Jacobs, only 25 and already a veteran of the fashion wars, had his own label until a few months back when he was tapped by Perry Ellis Inc. to fill the late designer's preppy shoes.
The ponytailed prodigy--whose last collection featured screaming sequined beach towels and a 1950's Miami Beach theme--will now have to create the kind of low-key, high-profile clothes that made Perry Ellis a household name.
How he does it, if he does it, will be revealed April 10 when the first Marc Jacobs for Perry Ellis collection is shown to buyers and press during fall market week.
"I'm scared," Jacobs admitted Wednesday from his New York office. To help relax himself, he said, his shoes were off and he was about to eat a pizza.
About the shades-of-gray shawl from his upcoming collection: "It's not a shawl but a real blanket, the size of a whole double bed" he explained. "It's made by Claridge of Scotland, who do all the blankets for Hermes and Louis Vuitton."

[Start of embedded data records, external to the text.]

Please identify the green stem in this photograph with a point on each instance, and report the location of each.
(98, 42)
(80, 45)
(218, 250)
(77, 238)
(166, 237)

Jacobs hopes people will use the fringed blanket decoratively, on furniture, and will love it so much that they'll also want to "wrap themselves in it on really cold days."
Please see NEW YORK, Page 14 Those looking for something more conventional to wear next fall will find that too, he says. "I've designed a bit of everything: long and short skirts, wide and narrow pants."
The look he likes most, however, is the "slim, neat look of very narrow pants"--in cavalry twill, suede, even matte sequins, all teamed with voluminous tops.
New York's other Wunderkind, Isaac Mizrahi, reportedly wouldn't even consider taking the job at Perry Ellis
because he wanted to retain his own company name and label.
At 27, this will be Mizrahi's seventh season in business and his fourth major
fashion show. "There are no designer clothes in my new collection--by that I mean it's just real American sportswear of thepurest kind. It's all about options and priorities," he says.
The wool jersey "nose-warmer" tunic, shown here with pants,
represents one of the many options to Mizrahi. The tunic can be worn separately as a dress."The nose-warmer looks wonderful when it's worn down--a sort of cowl neckline. I have lots of pants for fall, in both slim and sack styles. And loads of jumpsuits," he says.
Pants may be very popular at the New York showings that start next week, judging from these exclusive, advance photos. Calvin Klein will offer slim versions topped by classic, double-breasted jackets and uncharacteristically prim, tie-neck blouses.
Louis dell'Olio, for Anne Klein, likes a bit more width at the bottom. His swaggery trousers are teamed with a matching, one-button jacket.
Donna Karan's pants-shape looks almost bell-bottom, with a drapey jacket that closes at the waist.
Geoffrey Beene, Manhattan's resident fashion poet, has an explanation for the rear-window emphasis on his "Metamorphosis" dresses with elided backs, such as the one shown here.
" . . . the cutout back, shaped like a pincer, terminates in two sharp prongs shooting over the left and right hip joints. These paired slivers act like arrows pointing to new divisions of the female anatomy."
We never told you fashion was simple.